Re: Linux MD? Or an H710p?

Stan Hoeppner <stan@xxxxxxxxxxxxxxxxx> · Sat, 26 Oct 2013 04:37:10 -0500

On 10/25/2013 6:42 AM, David Brown wrote:
> On 25/10/13 11:34, Stan Hoeppner wrote:
...
>>>> Workloads that benefit from XFS over concatenated disks are those
>>>> that:
>>>>
>>>> 1.  Expose inherent limitations and/or inefficiencies of
>>>> striping, at the filesystem, elevator, and/or hardware level
>>>>
>>>> 2.  Exhibit a high degree of directory level parallelism
>>>>
>>>> 3.  Exhibit high IOPS or data rates
>>>>
>>>> 4.  Most importantly, exhibit relatively deterministic IO
>>>> patterns
...

> allocation groups are spread evenly across the parts of the concat
> so that logically (by number) adjacent AG's will be on different
> underlying disks.

This is not correct.  The LBA sectors are numbered linearly, hence teh
md name "linear", from the first sector of the first disk (or partition)
to the last sector of the last disk, creating one large virtual disk.
Thus mkfs.xfs divides the disk into equal sized AGs from beginning to
end.  So if you have 4 exactly equal sized disks in the concatenation
and default mkfs.xfs creates 8 AGs, then AG0/1 would be on the first
disk, AG2/3 would be on the second, and so on.  If the disks (or
partitions) are not precisely the same number of sectors you will end up
with portions of AGs laying across physical disk boundaries.  The AGs
are NOT adjacently interleaved across disks as you suggest.
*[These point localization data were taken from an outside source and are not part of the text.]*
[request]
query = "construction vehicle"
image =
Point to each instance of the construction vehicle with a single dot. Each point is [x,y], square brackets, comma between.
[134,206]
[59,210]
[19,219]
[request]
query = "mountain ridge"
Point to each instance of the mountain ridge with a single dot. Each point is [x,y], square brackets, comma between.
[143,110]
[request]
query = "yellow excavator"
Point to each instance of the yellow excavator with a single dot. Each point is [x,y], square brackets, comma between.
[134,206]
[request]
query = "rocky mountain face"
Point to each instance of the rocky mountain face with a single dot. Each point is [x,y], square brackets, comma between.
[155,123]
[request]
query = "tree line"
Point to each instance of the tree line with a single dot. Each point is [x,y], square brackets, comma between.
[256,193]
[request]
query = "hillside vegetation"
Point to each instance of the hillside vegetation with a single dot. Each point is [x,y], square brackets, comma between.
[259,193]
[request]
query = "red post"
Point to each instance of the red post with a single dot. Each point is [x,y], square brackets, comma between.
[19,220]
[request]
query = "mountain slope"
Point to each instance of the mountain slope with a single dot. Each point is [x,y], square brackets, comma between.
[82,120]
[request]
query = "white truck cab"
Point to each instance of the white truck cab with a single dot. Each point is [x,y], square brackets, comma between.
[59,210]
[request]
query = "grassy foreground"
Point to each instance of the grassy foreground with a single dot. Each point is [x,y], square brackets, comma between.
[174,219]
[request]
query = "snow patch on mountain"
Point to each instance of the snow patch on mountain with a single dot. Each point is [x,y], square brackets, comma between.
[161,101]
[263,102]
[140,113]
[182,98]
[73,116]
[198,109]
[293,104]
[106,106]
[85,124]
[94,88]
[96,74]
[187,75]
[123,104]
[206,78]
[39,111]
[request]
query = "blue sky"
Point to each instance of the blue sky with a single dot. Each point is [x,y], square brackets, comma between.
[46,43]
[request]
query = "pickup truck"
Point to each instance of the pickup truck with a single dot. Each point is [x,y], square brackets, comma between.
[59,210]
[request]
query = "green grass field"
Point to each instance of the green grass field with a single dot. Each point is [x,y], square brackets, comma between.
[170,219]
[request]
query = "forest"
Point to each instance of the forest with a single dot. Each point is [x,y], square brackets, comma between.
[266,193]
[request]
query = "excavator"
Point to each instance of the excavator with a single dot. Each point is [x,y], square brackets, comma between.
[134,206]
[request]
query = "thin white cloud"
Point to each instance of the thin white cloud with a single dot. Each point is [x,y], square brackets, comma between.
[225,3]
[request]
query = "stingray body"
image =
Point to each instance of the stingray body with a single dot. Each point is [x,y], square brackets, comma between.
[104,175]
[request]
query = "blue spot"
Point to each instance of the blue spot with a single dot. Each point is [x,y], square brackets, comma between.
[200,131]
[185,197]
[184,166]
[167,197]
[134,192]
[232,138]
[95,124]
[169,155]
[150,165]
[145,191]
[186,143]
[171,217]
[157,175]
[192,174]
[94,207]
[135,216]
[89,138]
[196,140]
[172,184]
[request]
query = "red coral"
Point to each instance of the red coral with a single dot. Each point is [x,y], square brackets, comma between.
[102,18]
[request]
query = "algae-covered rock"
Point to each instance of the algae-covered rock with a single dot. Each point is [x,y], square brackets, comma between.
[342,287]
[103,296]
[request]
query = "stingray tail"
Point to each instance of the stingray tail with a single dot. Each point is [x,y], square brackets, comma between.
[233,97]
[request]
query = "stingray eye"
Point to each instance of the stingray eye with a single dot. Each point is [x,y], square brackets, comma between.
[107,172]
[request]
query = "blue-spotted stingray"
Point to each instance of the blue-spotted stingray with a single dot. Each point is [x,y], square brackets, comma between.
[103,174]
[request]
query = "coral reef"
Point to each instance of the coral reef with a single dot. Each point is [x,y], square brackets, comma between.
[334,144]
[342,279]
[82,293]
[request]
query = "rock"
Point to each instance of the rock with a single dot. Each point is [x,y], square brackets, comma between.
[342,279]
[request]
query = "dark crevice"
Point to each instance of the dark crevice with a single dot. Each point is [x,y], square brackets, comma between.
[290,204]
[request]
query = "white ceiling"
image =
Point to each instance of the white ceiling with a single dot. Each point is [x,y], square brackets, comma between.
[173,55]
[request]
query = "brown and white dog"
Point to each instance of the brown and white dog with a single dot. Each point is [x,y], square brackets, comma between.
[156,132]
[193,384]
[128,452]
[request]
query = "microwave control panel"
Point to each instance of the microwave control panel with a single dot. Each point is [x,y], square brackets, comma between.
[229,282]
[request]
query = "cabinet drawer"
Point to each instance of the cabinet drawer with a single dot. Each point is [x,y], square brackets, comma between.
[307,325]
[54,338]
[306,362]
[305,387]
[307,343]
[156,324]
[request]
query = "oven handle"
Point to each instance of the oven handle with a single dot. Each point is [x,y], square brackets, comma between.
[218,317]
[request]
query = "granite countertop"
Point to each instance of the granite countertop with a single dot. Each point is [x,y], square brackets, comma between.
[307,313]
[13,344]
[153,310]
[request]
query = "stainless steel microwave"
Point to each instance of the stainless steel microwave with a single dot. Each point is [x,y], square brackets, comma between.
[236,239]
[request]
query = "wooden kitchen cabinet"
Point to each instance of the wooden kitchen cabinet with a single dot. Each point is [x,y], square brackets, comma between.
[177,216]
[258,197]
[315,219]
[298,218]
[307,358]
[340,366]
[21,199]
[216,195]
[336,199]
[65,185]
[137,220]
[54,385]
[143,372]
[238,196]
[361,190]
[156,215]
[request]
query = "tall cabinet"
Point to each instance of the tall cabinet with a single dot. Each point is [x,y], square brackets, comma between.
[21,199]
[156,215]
> To my mind, this boils down to a question of balancing - concat
> gives lower average latencies with highly parallel accesses, but

That's too general a statement.  Again, it depends on the workload, and
the type of parallel access.  For some parallel small file workloads
with high DLP, then yes.  For a parallel DB workload with a single table
file, no.  See #2 and #4 above.

> sacrifices maximum throughput of large files.  

Not true.  There are large file streaming workloads that perform better
with XFS over concatenation than with striped RAID.  Again, this is
workload dependent.  See #1-4 above.

> If you don't have
> lots of parallel accesses, then concat gains little or nothing
> compared to raid0.

You just repeated #2-3.

> But I am struggling with point 4 - "most importantly, exhibit
> relatively deterministic IO patterns".  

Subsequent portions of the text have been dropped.